I've always believed in me, even when it wasn't warranted. That does not mean I did not worry (and sometimes cry) because I stuttered because I did. When offered my first managerial job in the oil industry I seriously considered whether or not to take it, because of my stutter and a fear of using the phone. The thing is, I knew I could do the job and do it well - or at least thought I could - and so my arrogance over ruled my fears.
I've been fired twice in the oil industry for speaking my mind i.e. telling my boss or company owner what I thought. This is not always a smart thing to do but I can't help myself! That's probably why setting up my own company was a good idea i.e. you can't really get fired by yourself.
My stutter was always a challenge during the first 15 years of my working life and when my boss' boss told me I'd go no further in the Company because of my stutter it was a real low point in my career and my life. I was around 32 or 33 at the time and still avoiding certain situations, still using my secretary to make phone calls for me etc. I went to meetings, contributed to sales, socialised with the clients etc but still found it hard to get over my fear of using the phone.
At 35 the situation changed i.e. I went on a four week residential stammering course - paid for by my then boss who eight years later fired me - and my view towards stuttering changed irrevocably. I learned about desensitisation and the importance of not giving a damn what other people thought. In truth, this had been part of my personality anyway but I was a realist and knew this was the front I portrayed to the outside world i.e. underneath I had all the fears and worries that all stutterers have. The course showed me that people on the outside don't really care about how you say the words, just as long as you're bright enough to have thought of them in the first place.

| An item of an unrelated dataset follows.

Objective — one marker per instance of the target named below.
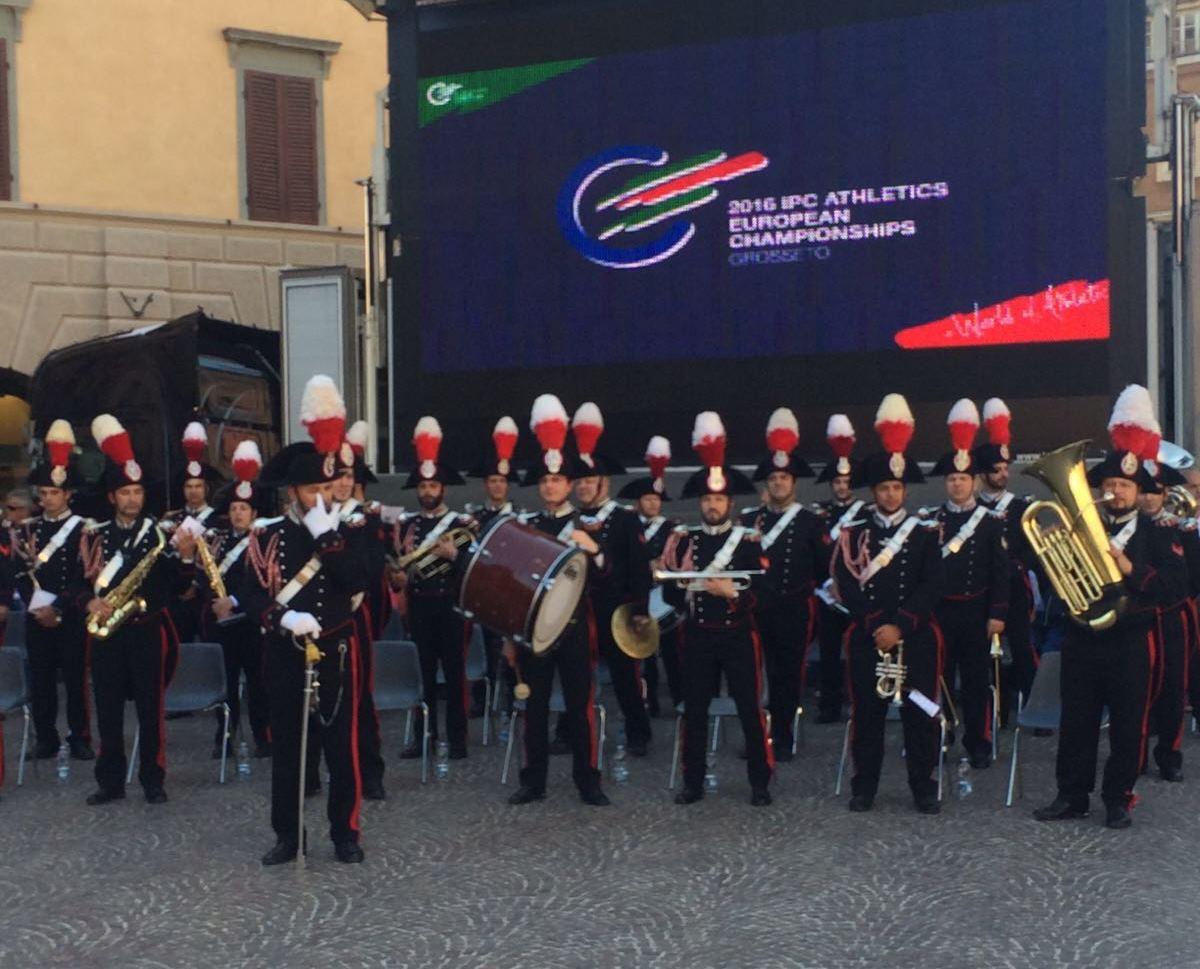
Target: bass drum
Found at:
(522, 583)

I'm lucky to have been well educated and have a strong (some would say forceful) personality and believe there's nothing I can't do. I would add however that I know what I'm good at i.e know what I can / can not do and therefore you won't see me trying to fix a car engine, make something with my hands, repair a broken computer etc. My brain does not work like that and therefore I've always concentrated on the things I am good at.
This is what I mean when I suggest we should all maximise the talents we have, rather than try to do things that - regardless of whether we stutter or not - we don't have a talent for. I also gathered the right people around me when setting up my own company and firmly believe that this, more than anything else, was why the company was a success. I was there to shout and push but the real talent was working under me. Having said that, it's a talent in itself finding the right people to bring you success.

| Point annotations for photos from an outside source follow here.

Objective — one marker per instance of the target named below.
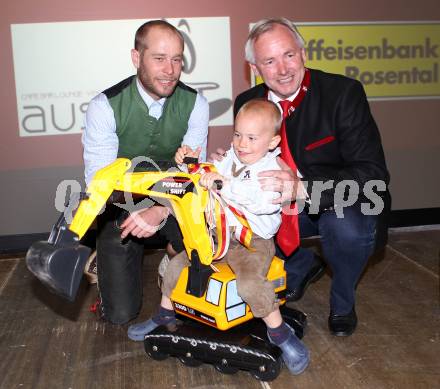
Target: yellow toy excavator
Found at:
(204, 293)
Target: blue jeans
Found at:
(347, 243)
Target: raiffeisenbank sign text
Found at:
(392, 60)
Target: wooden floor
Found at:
(48, 343)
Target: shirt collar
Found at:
(274, 98)
(148, 100)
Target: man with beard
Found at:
(329, 137)
(150, 114)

I now sit on Crete and try to write books and so you can see my love of writing has never left me and indeed was probably an offshoot of my oral dis fluency.

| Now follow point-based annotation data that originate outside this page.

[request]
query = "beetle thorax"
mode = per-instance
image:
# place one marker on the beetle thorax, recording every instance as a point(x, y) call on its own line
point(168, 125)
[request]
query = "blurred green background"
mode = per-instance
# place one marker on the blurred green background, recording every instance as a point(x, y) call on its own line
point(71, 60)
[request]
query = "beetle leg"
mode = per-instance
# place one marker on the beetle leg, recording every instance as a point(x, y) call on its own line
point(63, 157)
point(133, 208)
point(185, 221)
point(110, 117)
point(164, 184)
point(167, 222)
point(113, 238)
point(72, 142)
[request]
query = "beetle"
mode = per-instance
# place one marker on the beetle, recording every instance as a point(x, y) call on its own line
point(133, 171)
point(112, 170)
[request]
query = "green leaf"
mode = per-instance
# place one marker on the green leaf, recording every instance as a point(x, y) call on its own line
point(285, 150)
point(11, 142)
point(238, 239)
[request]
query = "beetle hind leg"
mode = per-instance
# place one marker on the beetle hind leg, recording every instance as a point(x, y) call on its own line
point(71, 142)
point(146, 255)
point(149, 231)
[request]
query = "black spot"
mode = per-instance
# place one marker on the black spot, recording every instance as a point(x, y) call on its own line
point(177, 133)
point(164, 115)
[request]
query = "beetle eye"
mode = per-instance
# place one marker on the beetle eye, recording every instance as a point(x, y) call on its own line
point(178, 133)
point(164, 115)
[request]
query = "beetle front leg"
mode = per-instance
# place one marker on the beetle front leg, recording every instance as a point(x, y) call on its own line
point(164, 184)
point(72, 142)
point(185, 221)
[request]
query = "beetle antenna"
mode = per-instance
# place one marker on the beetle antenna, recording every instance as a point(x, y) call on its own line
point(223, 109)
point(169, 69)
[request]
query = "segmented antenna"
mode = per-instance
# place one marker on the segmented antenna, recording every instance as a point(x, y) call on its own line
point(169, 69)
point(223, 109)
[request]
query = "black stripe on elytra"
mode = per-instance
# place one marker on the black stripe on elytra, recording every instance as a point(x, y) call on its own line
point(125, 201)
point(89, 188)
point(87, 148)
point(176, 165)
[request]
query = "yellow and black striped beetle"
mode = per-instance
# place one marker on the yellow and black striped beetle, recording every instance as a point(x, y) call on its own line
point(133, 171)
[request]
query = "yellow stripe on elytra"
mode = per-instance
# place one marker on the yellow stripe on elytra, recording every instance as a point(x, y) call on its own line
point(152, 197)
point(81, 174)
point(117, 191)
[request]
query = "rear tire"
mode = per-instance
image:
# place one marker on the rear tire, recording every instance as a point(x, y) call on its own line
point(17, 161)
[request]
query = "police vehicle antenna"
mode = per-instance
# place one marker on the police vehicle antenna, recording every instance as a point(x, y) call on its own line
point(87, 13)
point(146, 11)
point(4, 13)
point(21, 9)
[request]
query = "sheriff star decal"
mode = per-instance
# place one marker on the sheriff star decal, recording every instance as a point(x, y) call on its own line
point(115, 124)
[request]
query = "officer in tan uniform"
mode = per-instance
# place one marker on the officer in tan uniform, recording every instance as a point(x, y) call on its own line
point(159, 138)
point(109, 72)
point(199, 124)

I'm still positive about my stutter and in fact delight in talking with people about it. Last night, for example, I was eating dinner at a local taverna and speaking with four or five total strangers about stuttering. They'd noticed the blocks and had that strange look on their faces (the ones we've all seen) and so I made a funny comment about stuttering and took over the conversation.
What's vitally important, at least from where I'm standing, is to let the listener know that, regardless of whether I stutter or not, I'm an intelligent human being with something to say. I make them listen and won't let them interrupt - even mid block - and that's always been my philosophy. I'm sure it helps that I'm 6' 6" tall and not as slim as I once was i.e. they may feel compelled to listen !!
I'd also add that I'm quite proud at what I've achieved over the years but - and this is equally important - I would probably not have had the drive or the desire to succeed if I hadn't stuttered. In a perverse way it made me work harder to succeed and so in many ways it's done me more good than harm.